While the municipality has managed to achieve efficiency and has improved service delivery to some extent, it is far off from achieving economies of scale because of the pertinent challenges it is facing which affects its resource base and revenue collection. With the influx of informal settlements, a number of people in Ekurhuleni still do not have access to electricity, water, and sanitation. The high rate of unemployment means that majority of young people cannot participate in economic activities that are meant to produce revenue for the municipality. The main priority for developing countries and municipalities like Ekurhuleni should be to focus on developing their economies first before pushing for economies of scale. Development economics provides a comprehensive approach to development as it places emphasis on enhancing the fiscal, economic, and social conditions of development by strategically targeting key areas like education, health, environment, market conditions, and working environments (Todaro & Smith 2009). One of the many ways that countries drive development economics can be through different interventions like following the developmental state model. Economic development is considered to be significant for a country to lessen its poverty by delivering more employment, higher incomes, improved goods and services, and latest technologies of production (Panth 2020).

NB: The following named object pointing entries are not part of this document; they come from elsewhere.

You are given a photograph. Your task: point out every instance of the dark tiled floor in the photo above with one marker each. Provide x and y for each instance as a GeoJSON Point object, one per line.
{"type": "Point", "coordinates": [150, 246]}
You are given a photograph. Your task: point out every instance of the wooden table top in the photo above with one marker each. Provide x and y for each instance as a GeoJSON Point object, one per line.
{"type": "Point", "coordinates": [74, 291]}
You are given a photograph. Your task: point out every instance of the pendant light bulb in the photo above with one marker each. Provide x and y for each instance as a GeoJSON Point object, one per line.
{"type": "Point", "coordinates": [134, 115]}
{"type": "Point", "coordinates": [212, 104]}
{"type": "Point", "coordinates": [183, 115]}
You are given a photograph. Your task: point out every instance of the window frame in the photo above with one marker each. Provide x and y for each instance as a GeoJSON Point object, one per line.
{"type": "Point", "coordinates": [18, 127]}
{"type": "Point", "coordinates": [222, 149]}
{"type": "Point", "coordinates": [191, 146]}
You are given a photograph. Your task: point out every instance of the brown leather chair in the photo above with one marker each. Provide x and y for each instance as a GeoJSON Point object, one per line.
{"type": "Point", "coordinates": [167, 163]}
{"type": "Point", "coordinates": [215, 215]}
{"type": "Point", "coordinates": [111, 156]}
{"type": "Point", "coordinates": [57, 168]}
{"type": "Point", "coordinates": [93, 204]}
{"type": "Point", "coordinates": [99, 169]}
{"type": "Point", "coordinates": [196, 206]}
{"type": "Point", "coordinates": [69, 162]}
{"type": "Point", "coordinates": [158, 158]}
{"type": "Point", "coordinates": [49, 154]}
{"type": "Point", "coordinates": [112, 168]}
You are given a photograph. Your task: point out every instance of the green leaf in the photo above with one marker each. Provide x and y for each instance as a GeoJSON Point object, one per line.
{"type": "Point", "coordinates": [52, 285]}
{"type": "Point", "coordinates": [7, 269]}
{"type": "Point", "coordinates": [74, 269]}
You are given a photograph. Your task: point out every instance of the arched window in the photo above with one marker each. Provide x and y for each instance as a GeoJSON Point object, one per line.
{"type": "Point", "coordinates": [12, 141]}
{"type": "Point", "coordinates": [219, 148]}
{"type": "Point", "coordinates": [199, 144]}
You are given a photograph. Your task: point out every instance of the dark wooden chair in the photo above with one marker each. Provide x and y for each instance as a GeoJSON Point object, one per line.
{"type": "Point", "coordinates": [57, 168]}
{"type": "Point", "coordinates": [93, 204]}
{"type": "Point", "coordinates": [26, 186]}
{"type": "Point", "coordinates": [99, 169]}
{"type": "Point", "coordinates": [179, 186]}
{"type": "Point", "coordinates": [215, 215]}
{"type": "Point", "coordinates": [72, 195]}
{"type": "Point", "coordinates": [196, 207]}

Ekurhuleni post amalgamation and the state of the city

Amalgamation was an intervention which was aimed at addressing spatial inequalities in Ekurhuleni while also improving service delivery and to fast-track development in the metro. Amalgamation in Ekurhuleni has generated both advantages and disadvantages, notably as it has been emphasised implementation has been poor and as a result the impact of amalgamation has not been meaningful enough to effectively change the quality of life for people in the city. South Africa is compromised by the incapacity of good governance structure that can provide a conducive environment for transparency and accountability. Without proper governance the state cannot efficiently provide successful developmental interventions that will accelerate growth and respond satisfactorily to the needs of the people. For amalgamation to be successful, proper governance and political stability are required to ensure smooth delivery of services and accountability from all involved stakeholders. For government to be effective there needs to be a governance structure in place that will assist to effectively run government because having good systems in place will ensure that government institutions continue operating efficiently and smoothly.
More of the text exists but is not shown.